Running simulations

In this section, we show how to create a simple Lattice-Boltzmann simulation using Sailfish. To keep things simple, we stick to two dimensions and use the lid-driven cavity example, which is one of the standard test cases in computational fluid dynamics.

The program outline

In order to build a Sailfish simulation, we create a new Python script. In this script, we need to import the lbm and geo Sailfish modules:

from sailfish import lbm, geo

The lbm module contains a class which will drive our simulation, and the geo module contains classes used to describe the geometry of the simulation. We will start by defining the main driver class for our example, and return to the issue of geometry later.

Each Sailfish simulation is represented by a class derived from lbm.FluidLBMSim.
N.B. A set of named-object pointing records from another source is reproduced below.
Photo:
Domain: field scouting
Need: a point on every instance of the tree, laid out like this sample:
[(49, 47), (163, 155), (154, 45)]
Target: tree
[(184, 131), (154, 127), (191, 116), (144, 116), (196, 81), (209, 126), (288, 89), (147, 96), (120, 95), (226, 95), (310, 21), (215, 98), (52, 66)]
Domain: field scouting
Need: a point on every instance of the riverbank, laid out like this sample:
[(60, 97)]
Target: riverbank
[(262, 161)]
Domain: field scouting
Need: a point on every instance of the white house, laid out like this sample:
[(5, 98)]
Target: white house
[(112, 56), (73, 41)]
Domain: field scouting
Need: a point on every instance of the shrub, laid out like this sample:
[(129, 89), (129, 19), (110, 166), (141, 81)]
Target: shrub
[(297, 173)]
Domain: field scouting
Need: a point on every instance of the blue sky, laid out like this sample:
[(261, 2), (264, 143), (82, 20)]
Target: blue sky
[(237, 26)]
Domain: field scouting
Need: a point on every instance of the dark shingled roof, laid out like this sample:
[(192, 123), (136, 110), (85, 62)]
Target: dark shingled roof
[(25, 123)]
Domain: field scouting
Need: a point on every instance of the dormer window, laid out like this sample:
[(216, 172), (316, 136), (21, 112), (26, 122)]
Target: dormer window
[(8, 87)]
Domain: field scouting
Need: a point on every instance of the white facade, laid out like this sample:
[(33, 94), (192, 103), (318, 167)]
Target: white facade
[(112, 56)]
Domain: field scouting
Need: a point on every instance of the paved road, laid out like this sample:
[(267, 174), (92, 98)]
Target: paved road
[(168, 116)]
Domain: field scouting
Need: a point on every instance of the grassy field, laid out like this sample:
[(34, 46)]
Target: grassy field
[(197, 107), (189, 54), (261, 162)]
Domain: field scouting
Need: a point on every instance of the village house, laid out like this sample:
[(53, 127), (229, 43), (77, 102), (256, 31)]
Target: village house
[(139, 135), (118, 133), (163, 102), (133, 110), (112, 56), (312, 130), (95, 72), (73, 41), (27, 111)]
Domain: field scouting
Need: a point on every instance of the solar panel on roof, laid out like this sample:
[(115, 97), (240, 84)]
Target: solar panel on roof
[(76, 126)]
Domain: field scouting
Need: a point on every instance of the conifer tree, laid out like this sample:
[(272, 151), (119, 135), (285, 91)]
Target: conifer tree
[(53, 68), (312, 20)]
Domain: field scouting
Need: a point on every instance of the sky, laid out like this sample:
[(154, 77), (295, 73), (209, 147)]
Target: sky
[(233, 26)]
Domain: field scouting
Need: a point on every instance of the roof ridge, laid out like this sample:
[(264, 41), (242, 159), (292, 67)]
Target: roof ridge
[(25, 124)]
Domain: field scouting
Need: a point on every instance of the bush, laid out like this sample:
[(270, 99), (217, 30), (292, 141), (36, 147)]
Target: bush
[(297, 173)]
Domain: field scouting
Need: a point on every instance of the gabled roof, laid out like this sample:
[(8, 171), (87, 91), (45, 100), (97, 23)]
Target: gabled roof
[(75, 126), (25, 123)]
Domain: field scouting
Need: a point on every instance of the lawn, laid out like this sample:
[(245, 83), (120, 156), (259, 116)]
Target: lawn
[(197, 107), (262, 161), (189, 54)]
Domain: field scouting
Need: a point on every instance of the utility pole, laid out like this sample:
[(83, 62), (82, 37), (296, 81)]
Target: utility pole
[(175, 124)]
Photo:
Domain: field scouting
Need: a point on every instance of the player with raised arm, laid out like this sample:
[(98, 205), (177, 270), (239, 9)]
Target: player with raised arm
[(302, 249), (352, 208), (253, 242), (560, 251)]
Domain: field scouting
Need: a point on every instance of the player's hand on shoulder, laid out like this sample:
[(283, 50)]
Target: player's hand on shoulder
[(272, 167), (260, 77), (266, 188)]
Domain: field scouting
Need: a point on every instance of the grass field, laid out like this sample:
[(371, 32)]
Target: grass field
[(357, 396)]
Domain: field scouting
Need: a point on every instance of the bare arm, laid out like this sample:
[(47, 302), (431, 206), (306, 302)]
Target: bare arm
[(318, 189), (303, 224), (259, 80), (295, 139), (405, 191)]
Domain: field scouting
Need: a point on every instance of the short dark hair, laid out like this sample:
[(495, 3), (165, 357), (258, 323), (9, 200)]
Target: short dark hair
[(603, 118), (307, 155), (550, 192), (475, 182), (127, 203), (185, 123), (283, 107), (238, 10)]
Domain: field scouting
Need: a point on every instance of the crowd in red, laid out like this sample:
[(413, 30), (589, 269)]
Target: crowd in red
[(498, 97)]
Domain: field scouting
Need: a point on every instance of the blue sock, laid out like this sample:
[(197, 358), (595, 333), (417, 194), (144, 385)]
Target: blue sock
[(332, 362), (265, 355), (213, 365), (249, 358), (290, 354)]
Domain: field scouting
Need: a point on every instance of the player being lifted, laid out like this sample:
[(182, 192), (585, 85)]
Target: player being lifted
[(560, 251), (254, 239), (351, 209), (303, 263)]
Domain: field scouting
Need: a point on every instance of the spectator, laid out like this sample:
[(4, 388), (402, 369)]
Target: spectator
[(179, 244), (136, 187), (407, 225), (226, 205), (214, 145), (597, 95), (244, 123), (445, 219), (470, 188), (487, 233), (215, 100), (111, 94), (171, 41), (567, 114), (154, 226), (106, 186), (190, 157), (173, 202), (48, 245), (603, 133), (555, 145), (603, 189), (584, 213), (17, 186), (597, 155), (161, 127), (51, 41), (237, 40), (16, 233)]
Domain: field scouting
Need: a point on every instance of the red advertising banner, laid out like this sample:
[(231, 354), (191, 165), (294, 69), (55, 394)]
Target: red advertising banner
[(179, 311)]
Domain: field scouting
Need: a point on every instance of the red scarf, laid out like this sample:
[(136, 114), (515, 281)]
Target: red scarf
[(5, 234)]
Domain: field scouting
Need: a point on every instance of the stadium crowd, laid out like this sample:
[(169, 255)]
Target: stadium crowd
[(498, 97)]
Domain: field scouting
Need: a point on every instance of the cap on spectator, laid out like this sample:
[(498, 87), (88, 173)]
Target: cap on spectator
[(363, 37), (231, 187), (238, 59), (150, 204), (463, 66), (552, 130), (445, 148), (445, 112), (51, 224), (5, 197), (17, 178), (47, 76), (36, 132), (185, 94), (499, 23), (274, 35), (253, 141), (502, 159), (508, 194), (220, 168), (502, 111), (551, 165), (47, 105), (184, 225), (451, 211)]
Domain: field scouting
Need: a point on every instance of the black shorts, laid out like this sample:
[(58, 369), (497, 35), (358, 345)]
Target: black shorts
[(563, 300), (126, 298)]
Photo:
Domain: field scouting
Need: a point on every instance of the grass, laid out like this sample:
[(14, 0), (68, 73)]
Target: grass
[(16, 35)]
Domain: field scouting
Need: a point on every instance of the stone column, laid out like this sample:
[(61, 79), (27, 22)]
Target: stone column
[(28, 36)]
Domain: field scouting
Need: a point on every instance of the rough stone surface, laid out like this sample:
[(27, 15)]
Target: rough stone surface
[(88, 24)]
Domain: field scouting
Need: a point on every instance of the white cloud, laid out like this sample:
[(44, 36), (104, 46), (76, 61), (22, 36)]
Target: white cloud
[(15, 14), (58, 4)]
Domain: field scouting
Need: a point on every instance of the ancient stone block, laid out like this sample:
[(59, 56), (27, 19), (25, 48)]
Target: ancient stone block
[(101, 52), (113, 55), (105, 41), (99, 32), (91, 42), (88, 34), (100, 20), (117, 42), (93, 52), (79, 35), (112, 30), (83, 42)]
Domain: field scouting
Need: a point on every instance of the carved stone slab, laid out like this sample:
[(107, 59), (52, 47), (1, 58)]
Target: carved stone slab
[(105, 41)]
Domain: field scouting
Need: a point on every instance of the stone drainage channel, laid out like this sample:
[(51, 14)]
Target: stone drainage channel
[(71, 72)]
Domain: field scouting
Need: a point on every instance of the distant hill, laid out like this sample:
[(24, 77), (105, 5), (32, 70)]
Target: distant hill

In the simplest case, we don’t need to define any additional members of that class, and a simple definition along the lines of:

class LDCSim(lbm.FluidLBMSim):
    pass

will do just fine. The part of that class that is of primary interest to the end-user is its __init__ method. When the class is instantiated, it parses the command line arguments and stores the simulation settings in self.options (using the standard Python optparse module). The __init__ method takes a single argument by default – the class representing the simulation geometry.

That class needs to be derived from either geo.LBMGeo2D or geo.LBMGeo3D, depending on the dimensionality of the problem at hand. In our present case, we will use the former one. The derived geometry class needs to define at least the following two methods: define_nodes and init_dist.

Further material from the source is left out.